Profispieler der Saison
Jarvis Williams: Mit ihm kam der Umschwung in Steinsel. Als Jarvis Williams am 22. Oktober gegen den Racing ein erstes Mal für die Amicale auf dem Parkett stand, lag das Team quasi am Boden. In den ersten fünf Saisonspielen gab es fünf Niederlagen, viermal hatten die Steinseler dabei noch nicht einmal 70 Punkte erzielt, gegen Heffingen sogar gerade einmal 46. An den Meistertitel dachte zu diesem Zeitpunkt niemand. Doch bei seinem ersten Einsatz gelang der Amicale auch gleich der erste Sieg. Williams, mit 32 Jahren der Routinier im Steinseler Team, brachte die Erfahrung mit, die man im Verein so dringend gesucht hatte. Als Spieler, der zuvor bereits zweimal im Großherzogtum unter Vertrag stand, wusste der US-Amerikaner sofort, was von ihm im der luxemburgischen Liga verlangt wurde. In der Offensive harmonierte Williams schnell hervorragend mit Bobby Melcher, entlastete den Steinseler Guard sowie den weiteren Rückkehrer Tom Konen so, dass beide plötzlich mehr Impulse setzen konnten. Allein sein Schnitt von 28,8 Punkten in der Finalserie gegen den T71 – 40 im dritten Spiel – unterstreicht seinen Stellenwert beim diesjährigen Meister.
Luxemburger Spieler der Saison
Bobby Melcher: Im luxemburgischen Basketball gibt es derzeit kein Vorbeikommen an Bobby Melcher, der sich nicht nur mit dem Meistertitel eindrucksvoll in der LBBL zurückmeldete.
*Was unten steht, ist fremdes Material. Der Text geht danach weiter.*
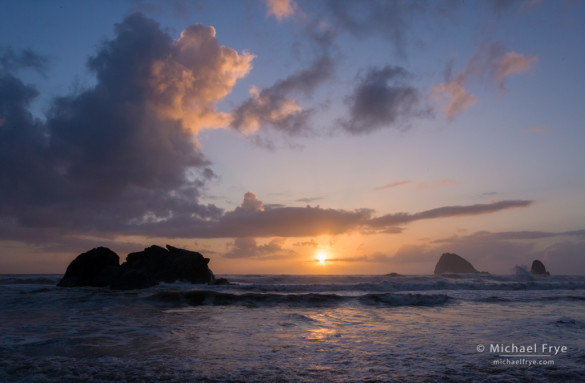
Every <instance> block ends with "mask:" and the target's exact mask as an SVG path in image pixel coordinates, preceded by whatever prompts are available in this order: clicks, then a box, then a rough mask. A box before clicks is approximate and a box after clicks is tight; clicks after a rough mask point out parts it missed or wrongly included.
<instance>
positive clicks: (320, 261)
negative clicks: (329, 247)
mask: <svg viewBox="0 0 585 383" xmlns="http://www.w3.org/2000/svg"><path fill="white" fill-rule="evenodd" d="M327 258H329V256H328V255H327V253H326V252H324V251H319V252H318V253H317V260H318V261H319V263H320V264H322V265H324V264H325V261H326V260H327Z"/></svg>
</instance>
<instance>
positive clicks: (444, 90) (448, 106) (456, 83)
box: [430, 42, 538, 119]
mask: <svg viewBox="0 0 585 383" xmlns="http://www.w3.org/2000/svg"><path fill="white" fill-rule="evenodd" d="M536 61H538V57H536V56H524V55H522V54H520V53H516V52H508V53H505V54H504V53H503V49H502V47H501V45H500V43H499V42H494V43H492V44H490V45H489V46H486V45H485V44H481V45H480V46H479V47H478V48H477V50H476V52H475V54H474V55H473V57H472V58H471V59H470V60H469V61H468V62H467V64H466V66H465V70H464V71H463V72H462V73H459V74H458V75H456V76H455V78H454V79H451V66H449V67H448V68H447V71H446V75H445V77H446V81H445V82H443V83H440V84H438V85H435V86H433V88H432V89H431V92H430V94H431V97H432V98H433V99H435V100H438V101H440V100H441V97H444V98H445V99H446V100H447V103H446V104H445V105H443V106H442V108H441V109H442V110H443V112H445V114H446V116H447V117H448V118H449V119H453V118H455V117H456V116H458V115H459V114H461V113H463V111H464V110H466V109H467V108H469V107H470V106H472V105H474V104H475V103H476V102H477V98H476V97H475V96H474V95H473V94H470V93H469V92H467V89H466V87H467V83H468V82H469V81H470V80H471V78H473V77H480V78H482V77H485V76H486V75H487V76H489V77H490V78H491V80H492V81H493V82H494V83H495V84H496V85H497V86H498V89H499V90H500V91H501V92H502V93H506V92H507V89H506V87H505V81H506V79H507V78H508V77H509V76H510V75H512V74H520V73H524V72H526V71H528V70H529V69H530V67H531V65H532V64H533V63H535V62H536Z"/></svg>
Mehr denn je drehte der 27-Jährige in den Play-offs richtig auf. So gelang es keinem anderen Spieler in dieser Saison, den starken und zuvor so dominierenden Résidence-Guard Alex Stein in die Schranken zu verweisen. Melchers Defensivleistung im Viertelfinale war es zu verdanken, dass Steinsel im Viertelfinale im Alzette-Derby die Oberhand behielt. In der Finalserie gegen Düdelingen überzeugte der Spielmacher auf allen Seiten des Parketts. In Spiel Nummer drei sorgte er dafür, dass Jimmie Taylor in den letzten Minuten keinen Korberfolg mehr verbuchen konnte. Im Entscheidungsspiel traf er die schwierigsten Würfe und schaffte es zudem auch, seine Mitspieler wie etwa Jarvis Williams perfekt in Szene zu setzen. Kein anderer luxemburgischer Spieler verfügt über ein derartiges Spielverständnis wie Bobby Melcher, der X-Faktor und Hauptgarant für den Steinseler Meistertitel.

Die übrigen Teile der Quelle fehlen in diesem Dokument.